„Die Spendenaffäre rund um die Nationalbank-Vizepräsidentin Barbara Kolm beschädigt nicht nur das Ansehen der Nationalbank. Es ergibt sich auch das Bild, dass man sich in Österreich mit Spenden an die Richtigen lukrative Posten kaufen kann. Immerhin zog die neoliberale Ideologin der FPÖ, Barbara Kolm, aus deren Netzwerk gespendet wurde, unter Türkis-Blau nicht nur in den Uni-Rat der Wirtschaftsuniversität Wien ein.
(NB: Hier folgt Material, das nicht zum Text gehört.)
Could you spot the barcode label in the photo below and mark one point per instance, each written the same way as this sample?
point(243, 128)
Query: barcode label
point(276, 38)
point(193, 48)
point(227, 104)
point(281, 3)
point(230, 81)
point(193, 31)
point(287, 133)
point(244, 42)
Sie übernahm auch Aufsichtsratsmandate in der ÖBB Holding AG und der ÖBB Infrastruktur AG, die gut dotiert sind“, merkt Bruno Rossmann, Klubobmann von JETZT, an.

Politisch brisant an dem Skandal ist zudem, dass die Spenden aus dem beruflichen Umfeld von Barbara Kolm ausgerechnet an die Alliance for Conservatives and Reformists in Europe (ACRE) gingen. Die wichtigsten Vertreter dieser Gruppierung sind Abgeordnete der polnischen PiS und der britischen Konservativen. „Diese politischen Kräfte wollen erwiesenermaßen die EU zerstören. Damit hat sich Barbara Kolm als Vizepräsidentin der Nationalbank völlig diskreditiert und muss sofort zurücktreten“, fordert Rossmann.